Foreign troop deaths fell by 50 percent from August to September and are down 27 percent this year compared to the same period last year. While attacks by men in Afghan police or army uniforms accounted for 20 percent of foreign troop casualties this year (more than double the rate last year), all other types of attacks continued to be less effective.

September 29, 2012: The Afghan military has issued a pamphlet to most of its troops (those who can read) describing cultural differences with Westerners (when to sneeze, how to shower, shake hands, and handle shoes, plus many others) and explain that these odd customs are not intentional efforts to insult Afghans. Islamic terror groups have long exploited this ignorance to recruit and stir up popular support. This is why the Taliban is hostile to education and cell phones (especially the ones that can access the Internet, and most can). Any Afghan who becomes literate and gets a cell phone soon discovers there is a huge world out there and it is different. Americans new to Afghanistan are astounded at the ignorance most Afghans still have of the outside world. This causes all sorts of problems but is an environment Islamic terrorists thrive in.
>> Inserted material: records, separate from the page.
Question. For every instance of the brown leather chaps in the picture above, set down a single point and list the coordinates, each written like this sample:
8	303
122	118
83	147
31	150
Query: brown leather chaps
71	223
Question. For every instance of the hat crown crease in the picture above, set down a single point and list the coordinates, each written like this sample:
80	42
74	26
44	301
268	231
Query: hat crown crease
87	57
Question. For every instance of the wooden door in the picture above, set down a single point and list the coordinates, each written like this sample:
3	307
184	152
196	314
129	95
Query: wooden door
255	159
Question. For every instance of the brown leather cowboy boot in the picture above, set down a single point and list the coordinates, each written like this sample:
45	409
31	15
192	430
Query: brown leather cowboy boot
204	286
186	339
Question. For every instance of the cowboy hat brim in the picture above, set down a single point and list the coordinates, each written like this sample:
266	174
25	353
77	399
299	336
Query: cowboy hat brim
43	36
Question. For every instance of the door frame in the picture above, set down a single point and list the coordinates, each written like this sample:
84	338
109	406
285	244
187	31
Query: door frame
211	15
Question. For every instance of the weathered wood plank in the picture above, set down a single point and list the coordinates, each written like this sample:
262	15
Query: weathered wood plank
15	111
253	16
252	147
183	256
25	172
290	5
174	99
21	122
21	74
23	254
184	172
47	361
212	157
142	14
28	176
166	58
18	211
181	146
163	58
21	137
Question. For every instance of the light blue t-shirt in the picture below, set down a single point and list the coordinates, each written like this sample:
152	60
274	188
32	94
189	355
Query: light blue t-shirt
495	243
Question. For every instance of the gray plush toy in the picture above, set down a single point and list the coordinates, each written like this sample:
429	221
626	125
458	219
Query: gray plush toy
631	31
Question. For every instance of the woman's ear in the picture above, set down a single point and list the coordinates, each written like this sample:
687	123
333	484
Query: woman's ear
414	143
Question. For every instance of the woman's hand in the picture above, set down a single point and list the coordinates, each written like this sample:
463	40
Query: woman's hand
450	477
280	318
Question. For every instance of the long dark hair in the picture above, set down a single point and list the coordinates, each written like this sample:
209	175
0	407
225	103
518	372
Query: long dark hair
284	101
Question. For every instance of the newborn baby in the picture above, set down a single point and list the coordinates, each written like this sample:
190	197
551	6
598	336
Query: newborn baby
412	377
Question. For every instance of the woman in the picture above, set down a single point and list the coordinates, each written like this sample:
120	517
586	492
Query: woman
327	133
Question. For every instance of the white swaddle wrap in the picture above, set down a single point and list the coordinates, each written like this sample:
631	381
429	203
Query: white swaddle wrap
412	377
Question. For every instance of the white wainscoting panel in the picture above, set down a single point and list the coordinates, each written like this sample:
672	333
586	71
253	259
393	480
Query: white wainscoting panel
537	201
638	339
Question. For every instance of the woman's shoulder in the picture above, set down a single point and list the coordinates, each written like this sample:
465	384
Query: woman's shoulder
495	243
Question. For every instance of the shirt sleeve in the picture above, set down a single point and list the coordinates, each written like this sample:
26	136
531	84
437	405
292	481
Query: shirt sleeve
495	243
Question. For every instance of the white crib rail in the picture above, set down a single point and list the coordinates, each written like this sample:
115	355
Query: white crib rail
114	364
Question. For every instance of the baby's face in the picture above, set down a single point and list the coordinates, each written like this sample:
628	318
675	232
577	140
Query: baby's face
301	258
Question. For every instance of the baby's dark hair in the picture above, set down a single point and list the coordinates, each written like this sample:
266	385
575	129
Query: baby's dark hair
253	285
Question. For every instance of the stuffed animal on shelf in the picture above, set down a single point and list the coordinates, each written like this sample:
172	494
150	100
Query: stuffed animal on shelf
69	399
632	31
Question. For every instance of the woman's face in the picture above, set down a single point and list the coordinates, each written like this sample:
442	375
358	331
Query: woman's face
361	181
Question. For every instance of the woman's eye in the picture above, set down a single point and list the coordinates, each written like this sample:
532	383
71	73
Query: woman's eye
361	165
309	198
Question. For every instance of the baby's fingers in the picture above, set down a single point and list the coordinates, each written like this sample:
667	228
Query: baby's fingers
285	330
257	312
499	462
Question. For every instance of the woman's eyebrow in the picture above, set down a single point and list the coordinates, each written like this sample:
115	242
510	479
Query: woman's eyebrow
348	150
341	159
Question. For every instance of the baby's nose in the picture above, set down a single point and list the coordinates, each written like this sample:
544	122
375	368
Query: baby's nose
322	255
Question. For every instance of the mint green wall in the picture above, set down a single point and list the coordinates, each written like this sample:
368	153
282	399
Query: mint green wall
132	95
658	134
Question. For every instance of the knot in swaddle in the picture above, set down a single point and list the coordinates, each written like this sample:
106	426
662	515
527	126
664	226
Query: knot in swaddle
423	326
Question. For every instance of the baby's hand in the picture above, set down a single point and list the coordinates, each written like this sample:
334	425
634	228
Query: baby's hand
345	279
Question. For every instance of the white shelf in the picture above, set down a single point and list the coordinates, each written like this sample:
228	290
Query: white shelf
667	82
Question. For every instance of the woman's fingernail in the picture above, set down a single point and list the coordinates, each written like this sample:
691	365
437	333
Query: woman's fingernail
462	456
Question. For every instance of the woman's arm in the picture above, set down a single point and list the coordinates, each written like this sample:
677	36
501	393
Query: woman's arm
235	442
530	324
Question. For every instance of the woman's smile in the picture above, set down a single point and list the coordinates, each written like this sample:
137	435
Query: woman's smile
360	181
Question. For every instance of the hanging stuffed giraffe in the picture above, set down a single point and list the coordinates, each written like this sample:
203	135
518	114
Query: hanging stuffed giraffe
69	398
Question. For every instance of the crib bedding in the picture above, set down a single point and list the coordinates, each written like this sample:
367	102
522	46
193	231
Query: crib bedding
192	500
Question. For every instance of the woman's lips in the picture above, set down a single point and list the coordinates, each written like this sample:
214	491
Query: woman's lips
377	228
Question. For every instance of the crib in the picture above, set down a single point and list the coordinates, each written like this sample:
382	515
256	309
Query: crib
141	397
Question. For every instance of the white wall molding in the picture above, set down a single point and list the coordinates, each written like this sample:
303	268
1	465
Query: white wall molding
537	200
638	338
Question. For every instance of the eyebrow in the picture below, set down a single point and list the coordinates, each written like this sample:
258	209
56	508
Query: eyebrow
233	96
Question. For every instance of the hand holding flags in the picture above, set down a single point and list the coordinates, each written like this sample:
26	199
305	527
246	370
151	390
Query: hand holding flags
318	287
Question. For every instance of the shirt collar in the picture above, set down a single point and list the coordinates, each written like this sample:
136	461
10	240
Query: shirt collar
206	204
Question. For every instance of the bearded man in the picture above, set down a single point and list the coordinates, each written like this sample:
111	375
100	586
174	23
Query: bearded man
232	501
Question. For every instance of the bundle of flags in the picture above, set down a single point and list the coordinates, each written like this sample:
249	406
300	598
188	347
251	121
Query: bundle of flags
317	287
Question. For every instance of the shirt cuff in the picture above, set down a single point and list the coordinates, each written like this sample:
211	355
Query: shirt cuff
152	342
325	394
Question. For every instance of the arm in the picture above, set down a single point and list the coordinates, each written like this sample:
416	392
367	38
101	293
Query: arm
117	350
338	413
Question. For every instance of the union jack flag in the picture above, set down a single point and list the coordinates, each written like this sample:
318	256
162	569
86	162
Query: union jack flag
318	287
The head of the Afghan anti-corruption agency announced that he is reluctant to send cases to the Attorney General because few cases are prosecuted and witnesses are often attacked instead. The problem with an immensely corrupt culture like Afghanistan is that it's too easy to bribe senior government officials, including the Attorney General. The scope of the corruption problem is huge and it means that many good works (like foreign aid building schools, roads, and clinics) are wasted because officials steal the money later donated to maintain these facilities. Schools and clinics lie abandoned and roads fall apart from lack of maintenance. All this is self-defeating, but the lack of civic responsibility is so widespread that few in government will resist the temptation to steal all they can. The corruption also stifles foreign investment. China recently announced it was shutting down work on one of the world's largest copper mines (a $3 billion project in Logar province). The problem is corruption and feuding officials and warlords using violence to intimidate each other and the Chinese. Afghan officials are trying to persuade the Chinese to reconsider but the Chinese have been in Afghanistan for several years and have not seen any serious progress in dealing with the corruption.

September 28, 2012: In the east (Logar province) a senior Haqqani Group leader (Ghairat) and a bodyguard were killed by a smart bomb attack. Ghairat was known to be responsible for organizing many major terrorist attacks in eastern Afghanistan.

At the annual UN meeting of heads-of-state in New York, leaders of Central Asian states (especially Kyrgyzstan) and Russia made a big deal out of the opium and heroin coming out of Afghanistan. These drugs cause major addiction and crime problems in neighboring countries and there is fear that the West is going to abandon Afghanistan in two years and simply try to ignore the problem (something the neighbors cannot do).

September 24, 2012: Afghan and NATO forces launched at least nine operations in Nangarhar, Baghlan, Kandahar, Zabul, Wardak, Ghazni, Ghor, Helmand, and Nimroz provinces which resulted in 28 dead Taliban and another 54 captured. Large quantities of weapons and drugs were also captured.

September 23, 2012: The government is moving more troops and police to guard the eastern border and attempt to stop movement of Pakistani Taliban and other Islamic terrorists. This is meant to persuade the Pakistanis to stop firing rockets and artillery at Afghan villages (where it is believed anti-government Pakistani Islamic terrorists are hiding out). Pakistan denies that it is firing into Afghanistan but months of such attacks, involving thousands of rockets and shells, has left ample evidence of what is happening. Pakistan dismisses this evidence as fabricated.

September 22, 2012: Afghanistan has banned the importation of Pakistani newspapers because of the blatant pro-Taliban attitudes adopted by much of the Pakistani media.

September 21, 2012: The last of the 33,000 additional American troops sent to Afghanistan last year have left. That leaves 68,000 American troops in Afghanistan, plus 40,000 from other NATO allies, and over 300,000 Afghan police and soldiers.